Sady Doyle’s Trainwreck is an examination of the media treatment of female celebrities (mostly celebrities, always women) when they go off the rails. Starting from the contemporary examples of Amy Winehouse, Britney Spears and Lindsay Lohan (the book was published in 2016 but draws extensively from Doyle’s journalism over the preceding ten years) Doyle examines what might really be happening. The stories created by the media take the same narrative: somehow these women have broken the rules and deserve the judgemental, voyeuristic treatment meted out to them.
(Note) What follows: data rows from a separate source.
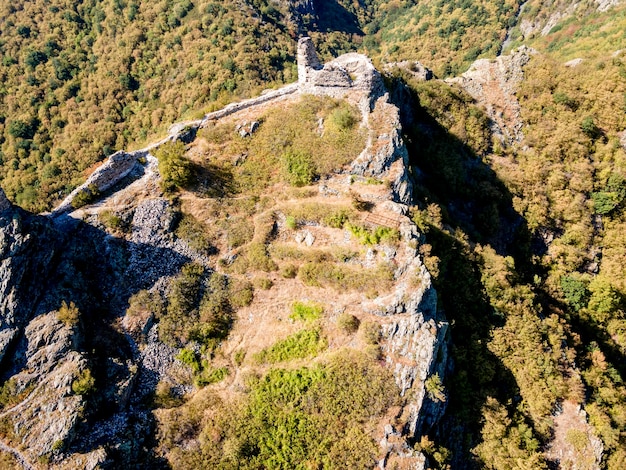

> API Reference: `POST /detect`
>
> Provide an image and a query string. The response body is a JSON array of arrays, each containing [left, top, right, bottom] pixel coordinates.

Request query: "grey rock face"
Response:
[[0, 188, 13, 212], [55, 150, 139, 213], [448, 46, 535, 143]]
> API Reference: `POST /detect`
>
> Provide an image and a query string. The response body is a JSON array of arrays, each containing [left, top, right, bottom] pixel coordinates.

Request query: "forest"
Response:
[[0, 0, 626, 470]]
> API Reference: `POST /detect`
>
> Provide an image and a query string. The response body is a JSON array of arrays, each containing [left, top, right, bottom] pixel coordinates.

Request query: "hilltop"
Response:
[[2, 38, 448, 468]]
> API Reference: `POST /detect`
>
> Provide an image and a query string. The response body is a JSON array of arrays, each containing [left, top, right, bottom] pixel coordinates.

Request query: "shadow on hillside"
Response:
[[393, 79, 536, 468], [313, 0, 363, 36], [3, 210, 190, 468]]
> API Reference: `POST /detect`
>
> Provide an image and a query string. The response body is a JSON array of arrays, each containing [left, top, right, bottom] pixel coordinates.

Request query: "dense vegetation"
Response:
[[0, 0, 295, 211], [390, 50, 626, 469], [0, 0, 626, 469]]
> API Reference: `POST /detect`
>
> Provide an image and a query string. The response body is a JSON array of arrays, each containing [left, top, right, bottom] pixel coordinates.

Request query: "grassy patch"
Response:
[[348, 224, 400, 245], [289, 302, 324, 321], [254, 328, 328, 364], [298, 262, 393, 295]]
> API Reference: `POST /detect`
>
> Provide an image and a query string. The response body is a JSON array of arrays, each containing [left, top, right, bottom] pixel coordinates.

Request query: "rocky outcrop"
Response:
[[385, 60, 435, 81], [0, 188, 13, 214], [447, 46, 535, 144], [1, 312, 86, 460], [0, 38, 447, 468]]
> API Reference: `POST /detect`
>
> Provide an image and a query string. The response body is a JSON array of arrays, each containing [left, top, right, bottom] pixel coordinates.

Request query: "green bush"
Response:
[[57, 300, 80, 326], [348, 224, 400, 245], [254, 277, 274, 290], [289, 302, 324, 321], [424, 373, 446, 402], [561, 274, 589, 311], [72, 369, 96, 395], [175, 214, 211, 253], [280, 264, 298, 279], [281, 149, 316, 186], [285, 215, 298, 230], [195, 367, 228, 387], [154, 142, 193, 193], [337, 313, 361, 334], [328, 106, 358, 131], [254, 328, 328, 364], [72, 184, 100, 209], [298, 261, 393, 295]]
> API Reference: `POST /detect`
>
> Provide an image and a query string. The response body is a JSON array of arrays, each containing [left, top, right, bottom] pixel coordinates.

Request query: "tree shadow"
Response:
[[390, 81, 537, 468], [310, 0, 363, 36], [189, 163, 237, 198], [0, 208, 191, 468]]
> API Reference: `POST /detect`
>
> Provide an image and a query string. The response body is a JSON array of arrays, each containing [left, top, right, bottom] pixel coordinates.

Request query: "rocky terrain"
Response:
[[0, 38, 449, 468]]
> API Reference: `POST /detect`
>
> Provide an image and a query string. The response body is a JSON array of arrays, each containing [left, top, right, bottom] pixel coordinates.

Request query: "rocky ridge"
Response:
[[0, 38, 448, 468], [447, 46, 535, 144]]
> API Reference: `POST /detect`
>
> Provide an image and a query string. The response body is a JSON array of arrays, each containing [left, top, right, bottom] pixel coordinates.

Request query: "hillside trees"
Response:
[[0, 0, 295, 210]]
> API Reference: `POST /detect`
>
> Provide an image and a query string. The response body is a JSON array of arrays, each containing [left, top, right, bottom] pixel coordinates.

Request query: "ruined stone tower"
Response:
[[297, 37, 322, 85]]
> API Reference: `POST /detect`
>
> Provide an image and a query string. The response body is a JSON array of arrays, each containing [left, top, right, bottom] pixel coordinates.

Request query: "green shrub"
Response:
[[289, 302, 324, 321], [254, 277, 274, 290], [254, 329, 327, 364], [234, 349, 246, 366], [72, 184, 100, 209], [176, 349, 202, 374], [323, 209, 350, 228], [348, 224, 400, 245], [154, 142, 193, 193], [280, 264, 298, 279], [580, 116, 602, 139], [424, 373, 446, 402], [0, 379, 21, 408], [57, 300, 80, 326], [298, 261, 393, 295], [245, 242, 278, 272], [561, 275, 589, 311], [337, 313, 361, 334], [175, 214, 211, 253], [195, 367, 228, 387], [285, 215, 298, 230], [152, 380, 184, 408], [98, 210, 125, 230], [328, 106, 358, 131], [126, 290, 165, 317], [72, 369, 96, 395], [228, 278, 252, 310], [281, 149, 316, 186], [361, 321, 380, 345]]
First Doyle puts the contemporary examples in a historical context by comparing them to treatment of similarly transgressive women such as Mary Wollenstonecraft, Charlotte Bronte and Billie Holliday. Women who have expressed their humanity by refusing to be nothing more than objects for men to project themselves on to are labelled as crazy and hysterical. All their genius and work is erased by a focus on their sexuality and emotionality. It is, of course, a double standard. Men who have behaved in exactly the same ways are rarely punished for it and Trainwreck provides a number of examples of men whose careers have flourished despite addiction, or mental illness, or even merely expressing grief and anger.
What is it that we are supposed to learn from these examples? They perform the same function as girls in folklore such as Red Riding Hood, showing the dangers that will befall us if we stray from the path. The impossible, conflicting standards women are supposed to maintain are policed by the fear of what will happen when we stop trying to comply. When we speak up instead of remaining silenced.
This is a powerful, erudite and informed critical analysis of a pervasive part of our culture written in an entertaining and accessible way. It will make you re-think how you feel about the women dragged through the press and maybe have more compassion for them. Read it and allow it to make you angry.